Our project is divided into three parts:

Data Collection and processing

We collected data from trusted sources in the two main fields below:

Location and COVID-19. Those who live in areas that are susceptible to disease outbreak (assessed from CDC's SVI data) and those whose area has a higher percentage of positive rate have higher risks of contracting COVID-19
Personal preconditions and symptoms. We collected data about one's preconditions, symptoms, and whether they are tested positive for COVID to train machine learning data. The model will then tell us a person's risks of contracting COVID-19 based on this information.
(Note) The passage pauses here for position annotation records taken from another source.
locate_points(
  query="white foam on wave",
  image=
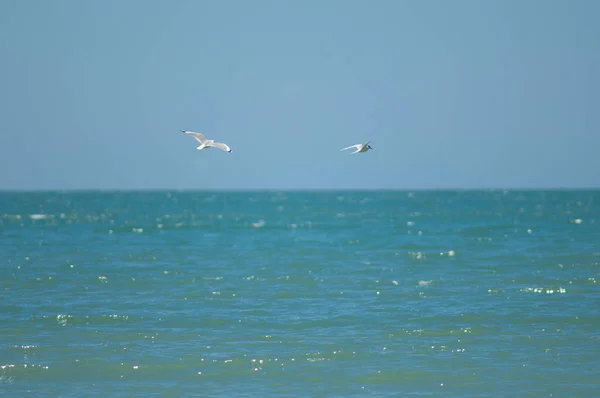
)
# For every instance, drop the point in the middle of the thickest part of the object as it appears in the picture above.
(40, 216)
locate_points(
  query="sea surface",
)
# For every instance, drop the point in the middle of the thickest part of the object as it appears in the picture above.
(249, 294)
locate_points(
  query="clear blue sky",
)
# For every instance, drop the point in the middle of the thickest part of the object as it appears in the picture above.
(452, 94)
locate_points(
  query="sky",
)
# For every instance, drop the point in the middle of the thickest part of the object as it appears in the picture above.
(452, 94)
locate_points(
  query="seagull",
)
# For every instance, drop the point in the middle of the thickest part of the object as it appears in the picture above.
(359, 147)
(206, 143)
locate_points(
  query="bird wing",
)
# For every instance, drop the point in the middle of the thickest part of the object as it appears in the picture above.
(198, 136)
(220, 145)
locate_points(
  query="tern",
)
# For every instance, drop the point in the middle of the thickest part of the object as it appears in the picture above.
(206, 143)
(359, 148)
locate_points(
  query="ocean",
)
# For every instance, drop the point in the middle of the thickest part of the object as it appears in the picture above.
(296, 293)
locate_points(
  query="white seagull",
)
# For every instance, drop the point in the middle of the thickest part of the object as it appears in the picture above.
(206, 143)
(359, 148)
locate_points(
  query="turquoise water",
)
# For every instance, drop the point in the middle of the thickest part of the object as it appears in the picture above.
(391, 293)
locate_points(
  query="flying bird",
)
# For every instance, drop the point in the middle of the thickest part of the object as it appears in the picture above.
(206, 143)
(359, 148)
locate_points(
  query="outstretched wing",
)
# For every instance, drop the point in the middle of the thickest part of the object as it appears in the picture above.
(220, 145)
(352, 146)
(198, 136)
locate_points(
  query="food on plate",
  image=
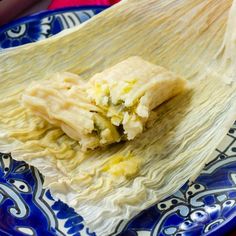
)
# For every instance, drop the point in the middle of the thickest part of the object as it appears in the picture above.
(193, 39)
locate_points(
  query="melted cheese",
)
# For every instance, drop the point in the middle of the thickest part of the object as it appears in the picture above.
(93, 112)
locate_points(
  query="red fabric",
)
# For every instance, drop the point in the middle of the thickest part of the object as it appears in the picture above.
(55, 4)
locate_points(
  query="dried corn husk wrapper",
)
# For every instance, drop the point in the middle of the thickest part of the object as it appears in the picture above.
(192, 38)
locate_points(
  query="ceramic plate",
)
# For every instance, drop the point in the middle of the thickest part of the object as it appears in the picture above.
(204, 207)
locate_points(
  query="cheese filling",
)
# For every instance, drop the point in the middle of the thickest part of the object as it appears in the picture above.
(113, 105)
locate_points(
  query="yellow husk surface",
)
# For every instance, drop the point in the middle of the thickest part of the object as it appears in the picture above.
(193, 38)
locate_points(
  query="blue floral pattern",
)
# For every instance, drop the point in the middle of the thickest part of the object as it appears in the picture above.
(43, 25)
(204, 207)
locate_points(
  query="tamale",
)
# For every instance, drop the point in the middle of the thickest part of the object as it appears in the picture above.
(192, 38)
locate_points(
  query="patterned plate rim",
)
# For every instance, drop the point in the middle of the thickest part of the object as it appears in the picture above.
(230, 223)
(46, 13)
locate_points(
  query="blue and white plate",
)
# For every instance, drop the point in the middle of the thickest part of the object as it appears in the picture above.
(206, 207)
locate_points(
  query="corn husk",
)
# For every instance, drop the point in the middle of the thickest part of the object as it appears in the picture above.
(192, 38)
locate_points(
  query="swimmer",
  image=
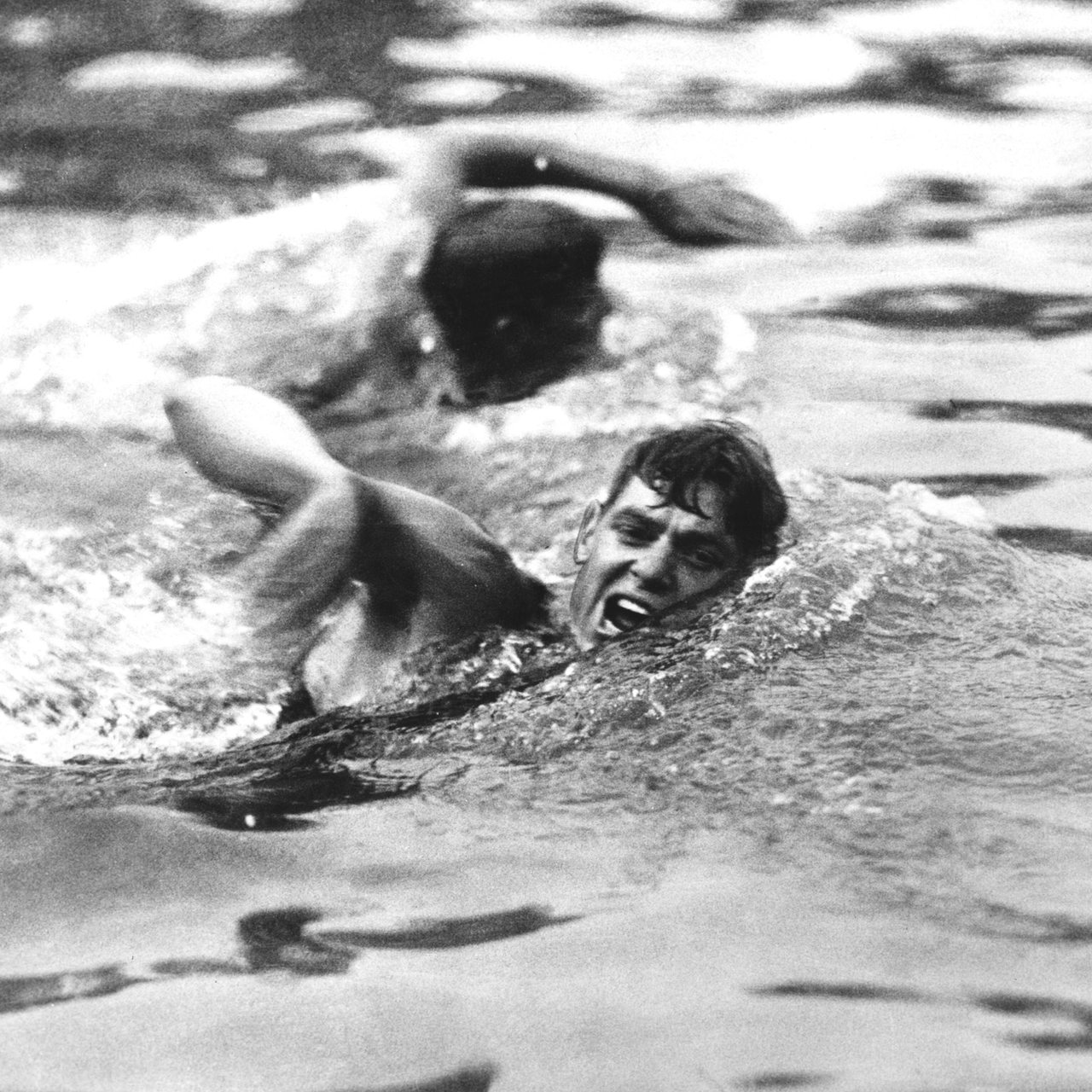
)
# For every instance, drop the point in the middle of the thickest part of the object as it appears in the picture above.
(689, 512)
(503, 295)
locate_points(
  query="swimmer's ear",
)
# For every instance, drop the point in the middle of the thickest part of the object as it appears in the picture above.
(582, 546)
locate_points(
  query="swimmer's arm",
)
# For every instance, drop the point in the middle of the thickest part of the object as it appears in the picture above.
(705, 210)
(249, 443)
(338, 526)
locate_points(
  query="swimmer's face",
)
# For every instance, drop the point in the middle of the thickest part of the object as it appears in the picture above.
(642, 556)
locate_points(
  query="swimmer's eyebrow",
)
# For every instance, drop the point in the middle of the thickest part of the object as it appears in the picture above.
(638, 517)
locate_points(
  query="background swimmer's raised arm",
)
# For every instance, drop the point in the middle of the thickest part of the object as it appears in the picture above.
(705, 210)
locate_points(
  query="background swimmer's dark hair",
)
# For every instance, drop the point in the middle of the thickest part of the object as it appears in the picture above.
(514, 284)
(729, 456)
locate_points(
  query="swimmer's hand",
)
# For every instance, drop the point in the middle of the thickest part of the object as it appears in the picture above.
(710, 212)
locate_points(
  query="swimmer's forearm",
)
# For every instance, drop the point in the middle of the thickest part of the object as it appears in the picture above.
(506, 162)
(248, 441)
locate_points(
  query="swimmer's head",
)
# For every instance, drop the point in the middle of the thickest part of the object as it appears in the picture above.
(689, 512)
(514, 285)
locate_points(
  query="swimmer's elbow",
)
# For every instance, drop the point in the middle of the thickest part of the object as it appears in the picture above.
(192, 394)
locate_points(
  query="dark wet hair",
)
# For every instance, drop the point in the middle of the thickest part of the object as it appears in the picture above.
(726, 456)
(514, 284)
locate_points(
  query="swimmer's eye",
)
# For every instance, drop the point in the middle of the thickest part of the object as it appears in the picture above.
(635, 533)
(706, 560)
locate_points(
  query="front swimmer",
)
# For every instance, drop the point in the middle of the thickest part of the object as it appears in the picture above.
(689, 512)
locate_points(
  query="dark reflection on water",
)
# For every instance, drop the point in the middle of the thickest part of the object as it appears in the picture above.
(270, 803)
(964, 307)
(279, 940)
(1073, 1031)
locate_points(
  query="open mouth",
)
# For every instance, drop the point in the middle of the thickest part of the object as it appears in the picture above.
(621, 614)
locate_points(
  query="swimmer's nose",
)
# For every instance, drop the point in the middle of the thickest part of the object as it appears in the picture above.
(655, 566)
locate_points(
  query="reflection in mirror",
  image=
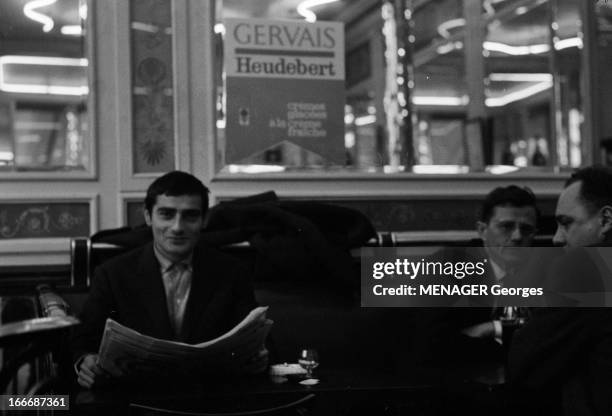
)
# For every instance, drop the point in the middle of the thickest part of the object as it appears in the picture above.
(491, 86)
(43, 86)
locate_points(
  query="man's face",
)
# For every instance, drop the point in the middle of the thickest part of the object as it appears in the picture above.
(176, 222)
(577, 226)
(508, 228)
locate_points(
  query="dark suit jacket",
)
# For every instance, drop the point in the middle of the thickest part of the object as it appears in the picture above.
(129, 288)
(567, 352)
(438, 338)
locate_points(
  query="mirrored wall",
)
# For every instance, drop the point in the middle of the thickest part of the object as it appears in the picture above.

This data is collected from the "Symptoms and COVID Presence" dataset of Kaggle.

Back-end implementation

With the data we collected, we then build our back-end.

Regarding location, we use the person's zip-code and consider both the district's Social Vulnerability Index and positive rate to generate a score representing the person's location score
Regarding personal precondition and symptoms, we use the person's response to form a response vector. This vector is fed into two machine learning models based on Logistic Regression, generating a score to assess one's personal risk. Our Machine learning model has an accuracy of 96%.
Dynamic data is an ongoing task of our app, which probably won't be full-fledged until many people use our app. Our current implementation relies on users filling in information about the places they visited, and we use that to calculate a real-time score based on the person's original score. If enough people use our data, we can relate this tracking data with one's COVID-19 testing result. The resulting dataset can be fed into a machine learning model, and be made publicly available (personal information removed) to contribute to COVID-19 research

Front-end implementation and pipelining

We build a web app with React as front end from scratch. The front-end communicates with the back-end with Flask, and the data transmitted back and forth are JSON. We deployed our server on Heroku.

Challenges we ran into

Data

The datasets we collected are not clean
Many datasets are either aggregated data or do not contain test information. General public datasets usually contain the number of patients in each region, but not the conditions of each patient; Clinical trial datasets, on the other hand, usually contain detailed medical information inaccessible to targeted users.
Datasets are huge, making search time slow

Implementations

Communication between back-end and front-end proves to be difficult, especially when it is across different platform
Machine learning models do not converge on indicators that are less strong, such as preconditions
Deciding on a suitable model suitable to our scoring scheme

Accomplishments that we're proud of

Successfully aggregated all datasets and considerations to build a complex model and generate a differentiating and reliable score
Calculating time is really short, get your result instantly
Successfully bridged front end and back-end to produce a working web application

What we learned

Data analysis tools and models
Machine learning integration
React and Flask framework

What's next for COVID-19 Know-My-Risk

With our static scoring ready, we can focus on dynamic scoring that reflects one's real data. A person can simply place pins on Google maps, and we analyze risks for visiting that place automatically. Daily activities like greeting friends, or eating out can also be factored in. After one sign in, a person can build his own historical record of daily risks. The person can use this to track his possibilities of getting COVID-19 and adjust life plans accordingly. With enough people using our app, we can use the tracking data to do further predictions on one's risks, and the data itself is valuable for COVID-19 research.

Frequently Asked Questions

Will my personal data such as symptoms and preconditions be stored by the Know-My-Risk website? No. We won't store your personal data.
If my score is low, does this mean I am very safe for COV-19? No, this score is only an estimate. Even though your score is low, we still suggest you to wear a mask, avoid gathering, and keep social distancing.